To Germany’s chagrin, the French are pushing for nuclear power to play a leading role in European plans to produce more green technology in Europe. France itself has 56 nuclear reactors, which usually supply about 70 percent of France’s energy needs. In May, the French Parliament also passed a law that makes it possible to speed up the construction of new nuclear power plants.
Construction of the new plants will begin within four years and aims to accelerate France’s energy transition.
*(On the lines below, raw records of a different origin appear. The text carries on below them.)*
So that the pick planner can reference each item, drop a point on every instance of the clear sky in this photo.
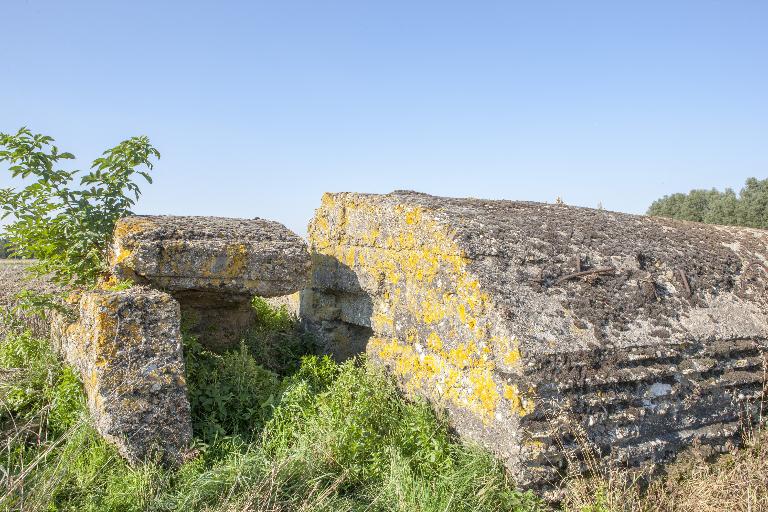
(259, 107)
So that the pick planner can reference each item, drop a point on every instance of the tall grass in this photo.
(303, 435)
(323, 436)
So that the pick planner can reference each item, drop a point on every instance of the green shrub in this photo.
(68, 228)
(277, 341)
(327, 436)
(229, 393)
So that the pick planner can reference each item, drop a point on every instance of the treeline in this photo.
(747, 208)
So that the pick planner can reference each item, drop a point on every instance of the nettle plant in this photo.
(66, 227)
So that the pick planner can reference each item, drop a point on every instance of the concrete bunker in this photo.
(534, 324)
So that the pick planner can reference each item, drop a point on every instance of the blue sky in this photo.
(260, 107)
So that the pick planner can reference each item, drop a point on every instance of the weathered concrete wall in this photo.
(126, 346)
(533, 323)
(212, 265)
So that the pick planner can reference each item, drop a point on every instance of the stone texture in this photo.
(238, 258)
(213, 266)
(126, 346)
(540, 326)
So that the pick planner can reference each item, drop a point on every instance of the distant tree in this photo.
(748, 208)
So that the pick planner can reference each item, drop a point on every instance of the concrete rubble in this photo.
(546, 331)
(212, 265)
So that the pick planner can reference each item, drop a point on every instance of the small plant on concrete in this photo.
(67, 227)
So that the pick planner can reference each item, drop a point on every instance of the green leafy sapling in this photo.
(67, 228)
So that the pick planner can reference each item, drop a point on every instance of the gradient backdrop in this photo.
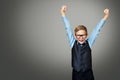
(33, 42)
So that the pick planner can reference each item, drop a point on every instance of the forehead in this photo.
(81, 32)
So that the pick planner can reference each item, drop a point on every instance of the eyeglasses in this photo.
(83, 35)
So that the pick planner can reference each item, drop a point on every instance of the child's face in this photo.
(81, 36)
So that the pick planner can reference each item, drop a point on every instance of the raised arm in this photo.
(97, 29)
(68, 29)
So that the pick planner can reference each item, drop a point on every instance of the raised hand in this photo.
(106, 12)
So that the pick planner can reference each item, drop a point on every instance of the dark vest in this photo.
(81, 56)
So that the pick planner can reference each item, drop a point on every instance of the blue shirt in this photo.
(92, 37)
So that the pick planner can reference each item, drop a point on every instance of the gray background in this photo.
(34, 45)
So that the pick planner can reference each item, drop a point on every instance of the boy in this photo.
(81, 46)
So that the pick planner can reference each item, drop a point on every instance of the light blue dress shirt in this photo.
(92, 37)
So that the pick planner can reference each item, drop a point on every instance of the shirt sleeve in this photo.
(69, 32)
(95, 32)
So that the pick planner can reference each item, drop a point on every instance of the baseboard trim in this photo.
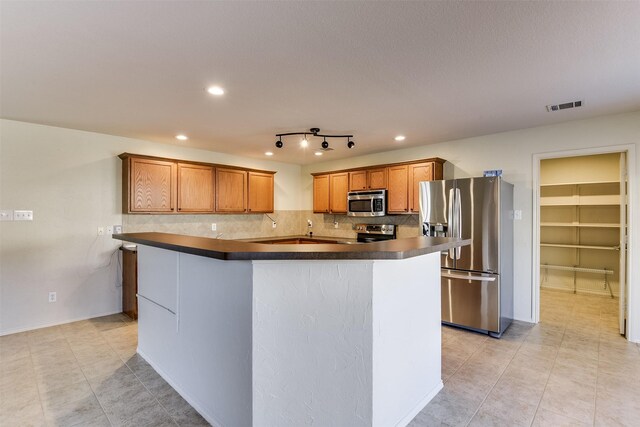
(420, 406)
(192, 401)
(48, 325)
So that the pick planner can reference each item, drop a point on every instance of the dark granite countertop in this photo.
(242, 250)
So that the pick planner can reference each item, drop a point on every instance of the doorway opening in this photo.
(582, 232)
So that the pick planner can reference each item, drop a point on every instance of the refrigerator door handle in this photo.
(452, 225)
(465, 277)
(458, 234)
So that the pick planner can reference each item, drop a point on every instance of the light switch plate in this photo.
(23, 215)
(6, 215)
Germany, which shut down its last three nuclear power plants in April, disputes this. “We cannot accept the definition of nuclear energy as renewable energy,” German State Minister for Economic Affairs and Climate Protection Stefan Wenzel (the Greens) said at an annual electricity sector conference.
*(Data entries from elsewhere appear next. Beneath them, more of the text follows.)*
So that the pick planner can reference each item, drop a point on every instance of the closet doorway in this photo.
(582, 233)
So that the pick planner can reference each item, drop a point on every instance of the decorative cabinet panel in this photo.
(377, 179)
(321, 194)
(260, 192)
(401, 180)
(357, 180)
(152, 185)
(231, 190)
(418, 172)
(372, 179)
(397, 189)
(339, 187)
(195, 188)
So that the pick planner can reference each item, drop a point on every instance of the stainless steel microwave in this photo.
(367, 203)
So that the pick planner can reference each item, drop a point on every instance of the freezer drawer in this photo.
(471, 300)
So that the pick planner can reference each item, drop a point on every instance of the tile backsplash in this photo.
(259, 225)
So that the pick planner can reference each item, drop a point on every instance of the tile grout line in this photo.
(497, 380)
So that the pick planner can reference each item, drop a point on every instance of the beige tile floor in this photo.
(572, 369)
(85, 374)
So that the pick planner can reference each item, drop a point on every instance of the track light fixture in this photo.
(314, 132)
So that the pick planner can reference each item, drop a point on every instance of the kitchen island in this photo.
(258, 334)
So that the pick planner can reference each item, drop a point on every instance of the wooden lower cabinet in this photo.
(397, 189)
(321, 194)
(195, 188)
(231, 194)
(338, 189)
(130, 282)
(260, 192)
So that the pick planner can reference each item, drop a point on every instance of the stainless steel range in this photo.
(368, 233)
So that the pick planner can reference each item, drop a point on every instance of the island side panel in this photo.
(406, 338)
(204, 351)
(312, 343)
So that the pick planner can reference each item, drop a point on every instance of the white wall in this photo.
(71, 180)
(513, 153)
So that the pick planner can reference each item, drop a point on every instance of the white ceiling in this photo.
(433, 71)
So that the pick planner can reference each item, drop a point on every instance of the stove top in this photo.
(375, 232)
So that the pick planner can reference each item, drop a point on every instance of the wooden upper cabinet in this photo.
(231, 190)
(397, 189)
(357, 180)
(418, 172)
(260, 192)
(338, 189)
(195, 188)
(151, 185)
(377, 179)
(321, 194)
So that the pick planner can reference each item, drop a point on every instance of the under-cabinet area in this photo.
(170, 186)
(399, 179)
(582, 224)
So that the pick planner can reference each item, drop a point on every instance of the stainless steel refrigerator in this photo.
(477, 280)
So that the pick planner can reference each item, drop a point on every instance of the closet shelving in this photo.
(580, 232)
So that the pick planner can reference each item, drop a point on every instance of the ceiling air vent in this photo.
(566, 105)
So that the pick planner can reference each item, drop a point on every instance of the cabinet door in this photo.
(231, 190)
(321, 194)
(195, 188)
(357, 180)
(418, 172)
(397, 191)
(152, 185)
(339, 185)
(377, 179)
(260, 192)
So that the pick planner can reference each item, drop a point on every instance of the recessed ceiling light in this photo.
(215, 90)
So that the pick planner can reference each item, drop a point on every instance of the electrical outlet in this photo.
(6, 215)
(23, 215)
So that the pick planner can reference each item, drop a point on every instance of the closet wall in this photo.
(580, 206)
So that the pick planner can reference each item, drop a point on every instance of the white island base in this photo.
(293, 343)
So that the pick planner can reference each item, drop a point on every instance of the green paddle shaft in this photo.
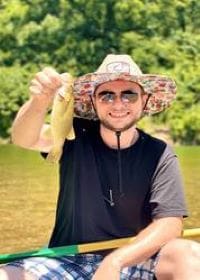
(82, 248)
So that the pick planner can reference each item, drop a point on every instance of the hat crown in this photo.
(115, 63)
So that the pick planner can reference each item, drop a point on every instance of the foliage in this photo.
(74, 35)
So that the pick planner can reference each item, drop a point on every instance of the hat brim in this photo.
(161, 90)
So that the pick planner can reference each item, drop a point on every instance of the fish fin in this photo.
(71, 134)
(55, 154)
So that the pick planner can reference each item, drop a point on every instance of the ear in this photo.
(145, 98)
(93, 102)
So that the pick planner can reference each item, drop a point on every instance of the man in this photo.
(115, 180)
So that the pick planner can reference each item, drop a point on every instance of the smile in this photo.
(118, 115)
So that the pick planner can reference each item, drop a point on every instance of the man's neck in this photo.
(127, 137)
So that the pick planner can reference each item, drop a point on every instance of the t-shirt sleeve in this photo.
(167, 193)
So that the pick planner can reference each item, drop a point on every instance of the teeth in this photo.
(118, 115)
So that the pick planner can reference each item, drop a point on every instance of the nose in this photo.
(117, 102)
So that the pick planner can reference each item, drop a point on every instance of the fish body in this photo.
(61, 123)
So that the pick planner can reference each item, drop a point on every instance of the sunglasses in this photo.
(126, 96)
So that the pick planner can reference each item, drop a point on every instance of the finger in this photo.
(53, 75)
(34, 90)
(35, 83)
(66, 77)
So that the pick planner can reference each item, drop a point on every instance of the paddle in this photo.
(82, 248)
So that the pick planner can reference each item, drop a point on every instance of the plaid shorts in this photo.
(80, 267)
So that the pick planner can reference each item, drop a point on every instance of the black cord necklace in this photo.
(110, 198)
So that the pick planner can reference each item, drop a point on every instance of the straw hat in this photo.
(161, 89)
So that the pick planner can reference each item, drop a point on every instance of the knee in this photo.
(13, 273)
(181, 250)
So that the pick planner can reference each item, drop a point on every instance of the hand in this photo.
(45, 85)
(107, 270)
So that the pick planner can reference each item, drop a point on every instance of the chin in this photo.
(117, 126)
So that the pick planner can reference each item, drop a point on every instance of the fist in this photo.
(45, 84)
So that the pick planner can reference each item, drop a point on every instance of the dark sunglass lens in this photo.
(129, 96)
(106, 96)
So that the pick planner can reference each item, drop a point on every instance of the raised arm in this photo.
(29, 125)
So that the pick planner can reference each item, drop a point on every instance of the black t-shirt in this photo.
(151, 185)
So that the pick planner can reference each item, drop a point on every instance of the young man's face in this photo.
(119, 104)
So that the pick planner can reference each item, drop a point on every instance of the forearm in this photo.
(148, 242)
(28, 123)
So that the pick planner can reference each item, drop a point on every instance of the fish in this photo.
(61, 119)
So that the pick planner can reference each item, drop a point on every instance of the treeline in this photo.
(162, 36)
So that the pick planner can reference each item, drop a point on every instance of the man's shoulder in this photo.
(151, 144)
(150, 138)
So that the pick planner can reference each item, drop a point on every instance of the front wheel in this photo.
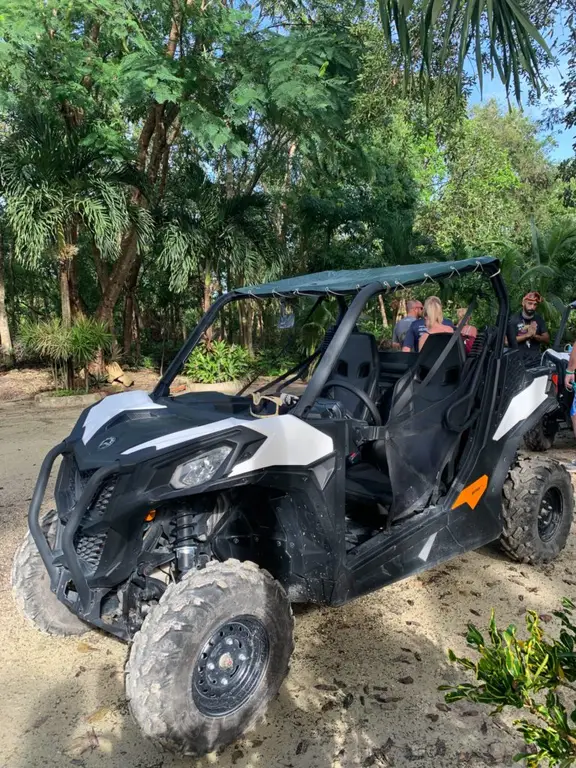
(31, 585)
(537, 510)
(210, 657)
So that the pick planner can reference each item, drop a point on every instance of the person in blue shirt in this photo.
(419, 328)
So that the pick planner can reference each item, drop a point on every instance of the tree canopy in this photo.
(153, 154)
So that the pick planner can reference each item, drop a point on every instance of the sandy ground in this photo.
(363, 686)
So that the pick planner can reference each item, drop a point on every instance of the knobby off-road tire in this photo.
(541, 437)
(167, 673)
(537, 510)
(31, 586)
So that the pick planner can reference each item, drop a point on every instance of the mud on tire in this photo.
(212, 617)
(31, 587)
(537, 510)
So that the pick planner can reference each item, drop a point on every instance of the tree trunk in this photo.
(128, 324)
(383, 310)
(246, 315)
(283, 227)
(207, 300)
(65, 256)
(76, 305)
(131, 284)
(5, 337)
(101, 269)
(65, 303)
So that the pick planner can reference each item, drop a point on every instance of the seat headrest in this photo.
(435, 345)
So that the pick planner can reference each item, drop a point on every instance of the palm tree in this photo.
(224, 239)
(55, 186)
(498, 32)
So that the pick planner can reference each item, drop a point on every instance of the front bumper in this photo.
(67, 570)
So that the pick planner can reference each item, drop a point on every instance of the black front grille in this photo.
(88, 544)
(89, 547)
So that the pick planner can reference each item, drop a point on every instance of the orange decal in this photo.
(472, 494)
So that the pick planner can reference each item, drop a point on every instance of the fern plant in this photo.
(530, 674)
(53, 341)
(218, 363)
He stressed that France and Germany “often have different approaches to energy policies, especially nuclear energy.” Le Maire stressed that France will not deviate an inch from its current situation. “France will not give up the competitive advantages associated with nuclear energy,” the French minister said. Wenzel went on to say that Germany accepts other alternatives to fossil fuels.
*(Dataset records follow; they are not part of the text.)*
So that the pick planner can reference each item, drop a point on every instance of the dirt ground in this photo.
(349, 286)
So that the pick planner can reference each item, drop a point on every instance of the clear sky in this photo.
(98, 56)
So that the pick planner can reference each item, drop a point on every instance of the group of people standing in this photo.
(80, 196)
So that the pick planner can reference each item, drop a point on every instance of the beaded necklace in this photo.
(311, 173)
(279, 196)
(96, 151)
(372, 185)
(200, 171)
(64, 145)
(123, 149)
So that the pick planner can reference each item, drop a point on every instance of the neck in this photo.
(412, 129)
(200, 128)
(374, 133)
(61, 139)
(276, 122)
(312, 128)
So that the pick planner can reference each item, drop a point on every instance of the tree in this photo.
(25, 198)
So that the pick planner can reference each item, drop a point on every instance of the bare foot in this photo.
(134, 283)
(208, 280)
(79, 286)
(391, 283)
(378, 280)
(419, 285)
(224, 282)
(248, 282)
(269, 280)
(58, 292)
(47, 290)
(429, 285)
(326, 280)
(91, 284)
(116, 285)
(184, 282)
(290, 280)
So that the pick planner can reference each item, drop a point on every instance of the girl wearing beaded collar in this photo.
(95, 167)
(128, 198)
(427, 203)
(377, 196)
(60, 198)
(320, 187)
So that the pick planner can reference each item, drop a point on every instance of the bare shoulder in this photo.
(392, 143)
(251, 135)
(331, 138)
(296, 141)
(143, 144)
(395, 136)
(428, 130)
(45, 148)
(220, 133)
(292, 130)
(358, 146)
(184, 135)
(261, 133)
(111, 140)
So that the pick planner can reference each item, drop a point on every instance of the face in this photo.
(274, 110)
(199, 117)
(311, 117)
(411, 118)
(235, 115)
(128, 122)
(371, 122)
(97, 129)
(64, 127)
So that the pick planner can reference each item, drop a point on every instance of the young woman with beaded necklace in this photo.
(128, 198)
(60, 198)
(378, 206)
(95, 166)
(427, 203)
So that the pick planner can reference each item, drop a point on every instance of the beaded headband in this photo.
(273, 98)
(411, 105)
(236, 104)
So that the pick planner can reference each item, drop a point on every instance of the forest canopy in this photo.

The sustainability of nuclear power and the role it can or cannot play in the energy transition has been under discussion for some time. It could be a way to generate relatively clean energy in large numbers. On the other hand, it takes a long time to build a nuclear power plant, hardly time to achieve the agreed climate goals. Moreover, there are hardly any good solutions for dealing with nuclear waste.
France is one of the last European countries to still believe in nuclear energy. Belgium, Spain and Switzerland are also phasing out nuclear power plants. In the latest coalition agreement, the Dutch cabinet approved the allocation of five billion euros for the construction of two nuclear power plants. To date, no company has reported wanting to make this build happen.